La moda y sus consecuencias


Que determinados artículos, colores y formas se pongan de moda en muchas ocasiones es perjudicial para la salud ocular pública. Puedes ir un día tranquilamente por la calle y ver a una señora tan contenta y encantada con su modelito del día –botas de punta y tacón por encima de vaqueros, camisa de gasa de leopardo y el bolso guateado y plateado de Bimba & Lola- por ir TAN a la moda y que la gente se vaya prácticamente desmayando a su alrededor ante tanta fealdad. De repente te puedes cruzar con una niña con un top amarillo llevado sin ninguna gracia acompañado de unos pitillos a punto de estallar porque no todo el mundo se puede poner cualquier cosa y esas bailarinas doradas que invaden todas las ciudades de España (supongo que también las del extranjero).

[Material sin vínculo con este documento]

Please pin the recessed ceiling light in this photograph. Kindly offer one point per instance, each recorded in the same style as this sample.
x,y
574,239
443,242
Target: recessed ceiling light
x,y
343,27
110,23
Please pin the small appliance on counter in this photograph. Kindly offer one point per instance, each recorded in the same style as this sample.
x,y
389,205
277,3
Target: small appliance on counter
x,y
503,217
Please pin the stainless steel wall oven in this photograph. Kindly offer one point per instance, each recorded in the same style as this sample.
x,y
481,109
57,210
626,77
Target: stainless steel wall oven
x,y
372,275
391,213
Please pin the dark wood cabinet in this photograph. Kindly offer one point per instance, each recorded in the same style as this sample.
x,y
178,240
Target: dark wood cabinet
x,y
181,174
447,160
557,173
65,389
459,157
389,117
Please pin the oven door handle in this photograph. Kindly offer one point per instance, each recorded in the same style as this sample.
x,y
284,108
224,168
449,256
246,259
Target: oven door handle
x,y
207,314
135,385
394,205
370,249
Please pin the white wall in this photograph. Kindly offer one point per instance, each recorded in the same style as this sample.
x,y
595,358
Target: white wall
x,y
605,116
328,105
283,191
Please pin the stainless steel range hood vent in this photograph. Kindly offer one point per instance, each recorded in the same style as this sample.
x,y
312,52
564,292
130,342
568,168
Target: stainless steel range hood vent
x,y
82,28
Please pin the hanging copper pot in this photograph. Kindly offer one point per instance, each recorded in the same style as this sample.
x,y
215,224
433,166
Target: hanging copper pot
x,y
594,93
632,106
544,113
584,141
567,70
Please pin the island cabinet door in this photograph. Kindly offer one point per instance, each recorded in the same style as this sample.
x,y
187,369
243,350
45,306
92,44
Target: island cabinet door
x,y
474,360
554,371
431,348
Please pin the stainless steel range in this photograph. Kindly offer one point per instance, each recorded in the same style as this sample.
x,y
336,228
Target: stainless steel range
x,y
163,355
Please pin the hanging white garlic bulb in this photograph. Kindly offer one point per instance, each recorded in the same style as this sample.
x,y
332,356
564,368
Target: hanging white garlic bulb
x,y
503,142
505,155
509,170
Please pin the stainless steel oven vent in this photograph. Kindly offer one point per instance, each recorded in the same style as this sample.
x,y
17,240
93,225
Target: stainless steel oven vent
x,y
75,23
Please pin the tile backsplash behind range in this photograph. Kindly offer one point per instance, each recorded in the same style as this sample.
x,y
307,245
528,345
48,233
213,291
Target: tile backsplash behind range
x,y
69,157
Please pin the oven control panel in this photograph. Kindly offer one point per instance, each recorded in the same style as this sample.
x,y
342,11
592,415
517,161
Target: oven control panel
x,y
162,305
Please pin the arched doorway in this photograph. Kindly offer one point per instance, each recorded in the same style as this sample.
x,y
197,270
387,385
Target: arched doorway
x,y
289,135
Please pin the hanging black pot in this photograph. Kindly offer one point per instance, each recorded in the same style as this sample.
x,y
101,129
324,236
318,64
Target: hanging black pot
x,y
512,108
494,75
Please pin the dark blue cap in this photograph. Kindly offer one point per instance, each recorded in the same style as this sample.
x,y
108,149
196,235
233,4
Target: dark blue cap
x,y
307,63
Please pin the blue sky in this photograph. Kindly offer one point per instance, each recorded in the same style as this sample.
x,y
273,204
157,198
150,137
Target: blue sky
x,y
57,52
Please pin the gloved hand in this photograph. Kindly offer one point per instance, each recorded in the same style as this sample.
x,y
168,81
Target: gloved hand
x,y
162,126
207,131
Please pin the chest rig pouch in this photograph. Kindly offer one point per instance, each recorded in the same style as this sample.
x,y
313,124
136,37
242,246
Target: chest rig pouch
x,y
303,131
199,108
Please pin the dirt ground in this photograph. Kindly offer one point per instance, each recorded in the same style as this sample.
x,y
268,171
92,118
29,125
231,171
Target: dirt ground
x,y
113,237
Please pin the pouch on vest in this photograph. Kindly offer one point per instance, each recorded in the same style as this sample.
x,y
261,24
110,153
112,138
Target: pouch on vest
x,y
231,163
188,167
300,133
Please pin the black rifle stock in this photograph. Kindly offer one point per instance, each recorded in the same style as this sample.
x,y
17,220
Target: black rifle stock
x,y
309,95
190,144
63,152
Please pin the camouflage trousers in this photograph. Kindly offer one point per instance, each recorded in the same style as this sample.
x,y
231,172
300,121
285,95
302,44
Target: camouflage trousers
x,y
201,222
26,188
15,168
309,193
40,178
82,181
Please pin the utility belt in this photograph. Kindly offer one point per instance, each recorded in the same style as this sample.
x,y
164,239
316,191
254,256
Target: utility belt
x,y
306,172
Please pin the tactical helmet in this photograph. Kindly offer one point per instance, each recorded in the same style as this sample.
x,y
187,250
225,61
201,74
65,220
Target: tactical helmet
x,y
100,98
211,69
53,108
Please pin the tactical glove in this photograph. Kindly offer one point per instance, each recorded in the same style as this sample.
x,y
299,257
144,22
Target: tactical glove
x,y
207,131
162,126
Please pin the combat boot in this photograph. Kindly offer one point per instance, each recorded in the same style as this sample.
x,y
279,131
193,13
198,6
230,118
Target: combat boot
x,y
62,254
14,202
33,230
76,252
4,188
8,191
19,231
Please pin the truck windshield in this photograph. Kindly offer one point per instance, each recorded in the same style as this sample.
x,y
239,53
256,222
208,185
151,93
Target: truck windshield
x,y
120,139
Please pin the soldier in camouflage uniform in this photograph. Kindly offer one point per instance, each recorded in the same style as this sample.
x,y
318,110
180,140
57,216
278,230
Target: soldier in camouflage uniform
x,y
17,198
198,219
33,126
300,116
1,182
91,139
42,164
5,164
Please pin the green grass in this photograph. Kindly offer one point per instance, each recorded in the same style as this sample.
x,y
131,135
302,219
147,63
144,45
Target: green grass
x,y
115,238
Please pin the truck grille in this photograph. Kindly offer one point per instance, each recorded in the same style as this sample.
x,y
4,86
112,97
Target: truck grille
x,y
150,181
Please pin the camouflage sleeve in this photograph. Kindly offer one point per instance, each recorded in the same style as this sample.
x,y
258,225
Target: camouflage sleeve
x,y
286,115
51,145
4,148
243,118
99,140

Pero entonces ¿qué es ir a la moda? Llevar simplemente elementos que están de moda no puede serlo porque el resultado en muchos casos puede ser bastante horrible. Y entendemos que quien va a la moda, además de llevar prendas de tendencia, va bien y elegante. Para ir a la moda necesitaremos también glamour y saber combinar las cosas unas con otras. Y sobre todo hay que saber ponderar muy bien para lograr el justo equilibrio entre modernidad, ir fashion, ir elegante e ir diferente (no vale ir como clones, como bien dice Style Bubble) Y no es tan fácil. Si pecas de original puedes ir horrorosa, no como Ágatha Ruiz de la Prada, pero casi. Si intentas ir demasiado moderna para tu edad puede resultar ridículo –sobre todo es absurdo si combinas un vestido moderno que llevaría tu hija con unos pitillos beige (el color es un poco rancio para unos pitillos) con unos zapatos que llevaría tu madre-. Si vas demasiado tendenciosa y llevas zapatos de tendencia con vestido de tendencia, con bolso de tendencia, con gafas de tendencia y con peinado de tendencia acabas como Victoria Beckham, todo tan enrevesado y de moda que va demasiado exagerada. Hay que saber simplificar un poco el look llevando algunas cosas neutras y poco llamativas. ¿Y quién decide quién mola y quién no mola? Porque hay demasiada gente que se atreve a opinar y, sinceramente, viéndoles como van ellos/as, cobra todo su sentido la frase esa de la Biblia que dice algo así como: quítate la viga de tu ojo antes de intentar sacar la paja del ojo ajeno. De hecho, yo me estoy atreviendo a meterme con mucha gente en este post y quizás a alguno/a le pareceré yo demasiado sobria o demasiado simple o demasiado algo porque, nunca hay que olvidarlo, el gusto en principio es subjetivo. Pero (casi siempre hay un pero –menos mal-) sí hay una gran mayoría que considerará elegante a algunas personas y horriblemente horribles a otras (Jackie Kennedy Vs Paris Hilton). ¿Habrá entonces que escuchar a la masa para ver si algo es bonito o feo? ¿Quiere esto decir que las alpargatas que tanto me espantan son en realidad el culmen del buen gusto porque a la mayoría de la gente le gustan?

17.4.07

Me dicen mis amigos


Me cuenta mi súperamigoguapopelirrojo que mi amiga se equivocó y que la de la diadema turbante azul marino no es shopper sino estilista de una revista, que empezó por abajo (como casi todos) y que ha ido subiendo. Parece ser que ya desde sus inicios practicaba lo de ir ideal desde las nueve de la mañana. También me ha dicho que no es argentina sino venezolana. Y yo me pregunto qué pasaría si de repente un día ella pasara por aquí y viera tantos posts dedicados a su gran estilismo.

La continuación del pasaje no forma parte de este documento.